Congratulations! Love his waggy tail the whole time.


----------



## Kyllobernese (Feb 5, 2008)

He did really well. I took one course of Rally training with Lucy so at least now when I watch a video of Rally, I know what they are doing. I don't know if I will compete in Rally but it was fun learning about it.


----------



## kadylady (Sep 23, 2010)

sassafras said:


> Congratulations! Love his waggy tail the whole time.


That is my favorite part! That and when he gets so happy he prances!



Kyllobernese said:


> He did really well. I took one course of Rally training with Lucy so at least now when I watch a video of Rally, I know what they are doing. I don't know if I will compete in Rally but it was fun learning about it.
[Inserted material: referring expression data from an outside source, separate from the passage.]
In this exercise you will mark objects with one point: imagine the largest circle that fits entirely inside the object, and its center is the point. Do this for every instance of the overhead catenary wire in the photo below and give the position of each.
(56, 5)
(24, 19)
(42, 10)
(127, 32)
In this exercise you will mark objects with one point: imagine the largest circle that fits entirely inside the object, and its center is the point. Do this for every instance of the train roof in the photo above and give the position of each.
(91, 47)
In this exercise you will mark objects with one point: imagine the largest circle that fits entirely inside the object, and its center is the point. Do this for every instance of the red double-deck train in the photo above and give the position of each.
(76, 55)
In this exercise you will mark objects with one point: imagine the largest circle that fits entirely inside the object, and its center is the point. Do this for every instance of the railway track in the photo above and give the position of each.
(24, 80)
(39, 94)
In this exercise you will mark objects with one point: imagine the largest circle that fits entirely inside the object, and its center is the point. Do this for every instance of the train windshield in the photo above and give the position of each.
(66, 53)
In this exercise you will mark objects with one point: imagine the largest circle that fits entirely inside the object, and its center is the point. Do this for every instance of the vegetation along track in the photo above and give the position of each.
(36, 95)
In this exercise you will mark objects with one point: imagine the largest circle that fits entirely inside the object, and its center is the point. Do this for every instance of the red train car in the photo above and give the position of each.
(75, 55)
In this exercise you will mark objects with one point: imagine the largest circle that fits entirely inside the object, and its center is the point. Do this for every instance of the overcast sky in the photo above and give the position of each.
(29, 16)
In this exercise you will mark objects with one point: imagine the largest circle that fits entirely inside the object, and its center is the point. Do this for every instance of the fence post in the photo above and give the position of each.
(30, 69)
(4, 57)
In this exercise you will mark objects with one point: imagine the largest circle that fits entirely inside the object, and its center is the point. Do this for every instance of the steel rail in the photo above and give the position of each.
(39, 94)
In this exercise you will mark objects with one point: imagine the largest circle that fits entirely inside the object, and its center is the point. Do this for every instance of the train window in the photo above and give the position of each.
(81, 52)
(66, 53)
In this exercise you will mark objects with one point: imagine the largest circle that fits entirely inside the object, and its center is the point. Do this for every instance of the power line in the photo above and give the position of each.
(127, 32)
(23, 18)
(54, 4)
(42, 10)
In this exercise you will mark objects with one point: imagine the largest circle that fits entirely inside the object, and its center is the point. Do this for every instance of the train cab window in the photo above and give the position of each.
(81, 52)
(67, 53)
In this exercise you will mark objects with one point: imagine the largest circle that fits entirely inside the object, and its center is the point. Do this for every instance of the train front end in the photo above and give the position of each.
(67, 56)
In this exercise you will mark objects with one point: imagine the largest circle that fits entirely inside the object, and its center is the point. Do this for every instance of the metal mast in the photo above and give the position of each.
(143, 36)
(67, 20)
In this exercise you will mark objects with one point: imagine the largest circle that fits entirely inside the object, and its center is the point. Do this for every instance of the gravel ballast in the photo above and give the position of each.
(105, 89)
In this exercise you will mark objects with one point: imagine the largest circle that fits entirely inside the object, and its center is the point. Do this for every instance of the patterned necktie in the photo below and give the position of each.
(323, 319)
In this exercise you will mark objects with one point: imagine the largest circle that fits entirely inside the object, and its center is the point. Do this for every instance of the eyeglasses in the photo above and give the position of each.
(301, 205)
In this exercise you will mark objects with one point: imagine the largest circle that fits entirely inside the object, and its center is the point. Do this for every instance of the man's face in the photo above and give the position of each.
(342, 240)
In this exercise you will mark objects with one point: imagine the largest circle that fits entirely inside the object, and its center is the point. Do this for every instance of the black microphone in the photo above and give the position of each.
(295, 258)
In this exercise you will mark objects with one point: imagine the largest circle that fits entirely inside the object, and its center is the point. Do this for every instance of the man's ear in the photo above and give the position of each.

I signed up for a Rally class with Luke because I was feeling guilty about doing so much agility with Zoey and nothing with him. Didn't have any competition plans but he really took to it and seems to enjoy it so here we are!


----------



## MyCharlie (Nov 4, 2007)

That was beautiful! His focus on you was great - and best part of all is that waggy waggy tail!! Makes me smile seeing happy dogs in the ring!


----------



## elrohwen (Nov 10, 2011)

Congrats! You guys did a great job. He looks like such a sweet happy boy the whole time.


----------



## kadylady (Sep 23, 2010)

Thanks everyone! I'm already looking for our next one since we had so much fun at this one!


----------



## MrsBoats (May 20, 2010)

Very nice run! Congrats on the first place and great score!!


----------